At Virtualis, we begin with a foundational conviction rooted in Christian truth: parents are the primary educators of their children. Not the state. Not the institution. Not the algorithm. The family is the first school — and the most enduring one.

This conviction is the teaching of the Church herself. The Second Vatican Council declared that parents, having given children their life, are “bound by the most serious obligation to educate their offspring and therefore must be recognized as the primary and principal educators” (Gravissimum Educationis, 3). Pope Pius XI went further: the family holds from the Creator a right to educate that is “anterior to any right whatever of civil society and of the State, and therefore inviolable on the part of any power on earth” (Divini Illius Magistri, 32).

But this right is also a responsibility — and a grave one. John Paul II warned that the parental role as educators is “so decisive that scarcely anything can compensate for their failure in it” (Familiaris Consortio, 36). Partnership with a school is not outsourcing. It is stewardship.

We come alongside your family, not above it. Our teachers, our curriculum, and our formation program exist to serve the mission you have already set for your children. That is what partnership means at Virtualis.

Why Parents Are Primary: The Case in Full


Raphael — The School of Athens, 1509–1511, Vatican
Raphael · The School of Athens · 1509–1511

The Teaching of the Church Is Unanimous and Unbroken

The principle that parents are the primary educators of their children is not one opinion among many in Catholic thought. It is the unanimous and unbroken teaching of the Magisterium across two millennia. The Catechism of the Catholic Church states it with crystalline directness: “Parents have the first responsibility for the education of their children” (CCC 2223). The Catechism goes further: parents must regard their children as children of God and educate them in the faith, beginning from the earliest years. The family home is rightly called “the domestic church,” a community of grace and prayer, a school of human virtues and Christian charity (CCC 2226).

The Second Vatican Council’s Gravissimum Educationis (1965) grounded this right in nature itself: because parents have given children their life, they bear the gravest obligation to educate them. This right is not delegated by the state. It is not granted by an institution. It is inherent in the act of parenthood, and it is prior to any civil authority. The state exists to support families in this mission, not to replace them. Any school that forgets this has inverted the order of nature.

The Natural Law: A Right Anterior to the State

The Church’s teaching rests on a foundation older than Christianity itself: the natural law. Aristotle recognized that the family is the first and most fundamental community, prior to the city-state in both time and importance. Thomas Aquinas, synthesizing Aristotle with Christian revelation, argued that the parental duty to educate arises directly from the natural inclination to care for offspring — an inclination implanted by the Creator and therefore inviolable by any merely human authority.

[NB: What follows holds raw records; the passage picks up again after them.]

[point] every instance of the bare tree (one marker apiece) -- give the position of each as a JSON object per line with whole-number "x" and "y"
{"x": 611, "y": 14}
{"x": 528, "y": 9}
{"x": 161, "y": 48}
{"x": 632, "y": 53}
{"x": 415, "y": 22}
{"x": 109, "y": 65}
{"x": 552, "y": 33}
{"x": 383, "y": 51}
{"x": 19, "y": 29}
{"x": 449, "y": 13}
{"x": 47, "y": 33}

This principle has practical consequences. It means that when you entrust your child to a school, you are not surrendering your authority. You are exercising it — choosing, from a position of primary responsibility, to employ the assistance of teachers who share your convictions and serve your mission. The school is your instrument, not your replacement. John Paul II stated this with characteristic precision in Familiaris Consortio (1981): the family is the first and vital cell of society, and the parental role in education is so decisive that scarcely anything can compensate for its failure. A school worthy of your trust is a school that understands this hierarchy and refuses to invert it.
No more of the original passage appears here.